I don’t remember when I started crying. But it’s all pouring out now. Snot’s bubbling out of my nose. My throat catches. It hurts so bad, but, in a weird way, I find myself balling up, holding on to the pain.
It’s as close to a pure feeling as I can get.
“You okay?” Dad says when I sit down again.
I stare absently out the window. “I’m fine.”
20
Next morning I’m sprawled on the picnic table outside Frank’s Pizza, tossing a tennis ball up to myself. Above, through the wavy heat lines, the birds look like they’ve melted to the telephone wires. The plastic Coke sign has faded bubblegum pink.
“Not sure if you heard,” the owner says, sticking his head out the side window, leaning on the ledge. “But this ain’t a hotel.”
I sit up slowly. “My bad.”
“Where’s your friend?”
Jay’s brother took him to get celebratory pizza at Lorenzo’s on South Street. I don’t mention this to Frank. I don’t want to make him jealous. I just shrug.
Frank dabs his pencil on his tongue and flips to a fresh page on his notepad. “What’ll it be then? More grilled chicken?”
“I’m not really hungry,” I say. “You mind if I just hang?”
“Sorry, kid. You know the rules. No loitering.” He nods to a broom leaning against the wall. “But if you’re workin’, that’s different.…”
I push some stray pizza crusts around on the sidewalk for a while, thinking about Jay. About how our destinies were always joined. But now I’m stuck here, disqualified, and he’s racing off to fame and glory without me.
Just when I feel like I’ve hit rock bottom, my brother comes oozing up the sidewalk. It’s weird to see him without his phone in his han
d, like an action figure without its weapon. “What are you doing?” he says.
“Oh hey,” I say, pretending I just saw him. “Forgot to tell you. Kylie Jenner called last night. She wants her haircut back.”
“Very funny.”
“What do you want, Franny?”
“I’ve been looking for you.”
“Well congrats. You cracked the case.”
“We need to talk.”
“Go ahead. It’s a free country.”
He looks both ways, like we’re being watched, then says, “I think I found a way to fix this for you.”

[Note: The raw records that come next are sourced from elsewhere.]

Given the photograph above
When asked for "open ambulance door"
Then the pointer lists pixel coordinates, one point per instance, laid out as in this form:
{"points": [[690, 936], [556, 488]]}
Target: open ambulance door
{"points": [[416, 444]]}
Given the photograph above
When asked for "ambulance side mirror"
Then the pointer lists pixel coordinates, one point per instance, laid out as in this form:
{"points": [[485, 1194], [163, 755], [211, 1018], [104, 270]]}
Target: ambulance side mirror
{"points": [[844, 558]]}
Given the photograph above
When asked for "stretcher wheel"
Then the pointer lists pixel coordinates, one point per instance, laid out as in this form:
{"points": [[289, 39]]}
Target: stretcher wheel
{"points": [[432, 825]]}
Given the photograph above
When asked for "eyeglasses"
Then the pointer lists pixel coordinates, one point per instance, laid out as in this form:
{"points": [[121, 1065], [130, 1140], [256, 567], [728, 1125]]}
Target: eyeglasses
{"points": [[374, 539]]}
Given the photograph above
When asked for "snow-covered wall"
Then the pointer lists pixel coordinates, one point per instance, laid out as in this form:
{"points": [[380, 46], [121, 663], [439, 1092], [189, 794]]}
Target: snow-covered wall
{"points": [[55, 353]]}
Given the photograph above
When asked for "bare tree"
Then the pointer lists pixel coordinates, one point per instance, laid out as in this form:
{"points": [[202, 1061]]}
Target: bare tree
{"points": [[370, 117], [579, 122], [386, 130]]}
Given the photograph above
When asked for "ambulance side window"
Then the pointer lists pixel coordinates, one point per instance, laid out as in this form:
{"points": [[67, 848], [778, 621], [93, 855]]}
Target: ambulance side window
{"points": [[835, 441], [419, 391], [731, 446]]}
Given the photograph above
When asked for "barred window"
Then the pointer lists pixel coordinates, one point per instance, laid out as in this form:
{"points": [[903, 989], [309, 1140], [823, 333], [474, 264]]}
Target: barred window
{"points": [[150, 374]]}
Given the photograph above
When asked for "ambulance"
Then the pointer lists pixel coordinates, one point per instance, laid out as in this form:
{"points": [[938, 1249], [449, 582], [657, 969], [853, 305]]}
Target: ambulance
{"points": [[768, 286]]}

I set the broom against the brick wall, dust my hands. “Fix what?”
He leans away from the fly-swarmed trash bins and pinches his nose. “It’s nasty out here. Meet me at my office in an hour.”
I’d roll my eyes—
But it’s too hot, and he’s not worth the effort.
* * *
Franny’s “office” is just a corner of his bedroom. On the walls he’s taped up replicas of all the awards he plans to win someday—the Nobel Peace Prize is the centerpiece. His feet are up on his trash-picked IKEA desk, big toe sticking out of a hole in his sock.
“Listen,” I say in the doorway. “I don’t know what you’re up to. I honestly don’t care. But can you just… do it quickly?”
He opens his laptop and types his super-long password. The only folder on the desktop says TOP SECRET. Which, to me, seems like a dumb thing to label a top secret folder. Inside the folder are dozens of video files, documents, and spreadsheets.
He’s been hard at work on something.
He says, “Did you ever go back and read those terms and conditions?”
“What terms and conditions?”
“On your sign-up sheet. For the race.”
“Of course not. Why would I?”
He sighs. “This generation—ugh. Nobody reads anymore.”
I grit my teeth to keep from smacking him.
He pedal-wheels his chair across the carpet—pausing briefly to untangle some dirty socks from the wheels—and closes the door. Like we’re having some kind of secret meeting. Like we—me and him—are a team.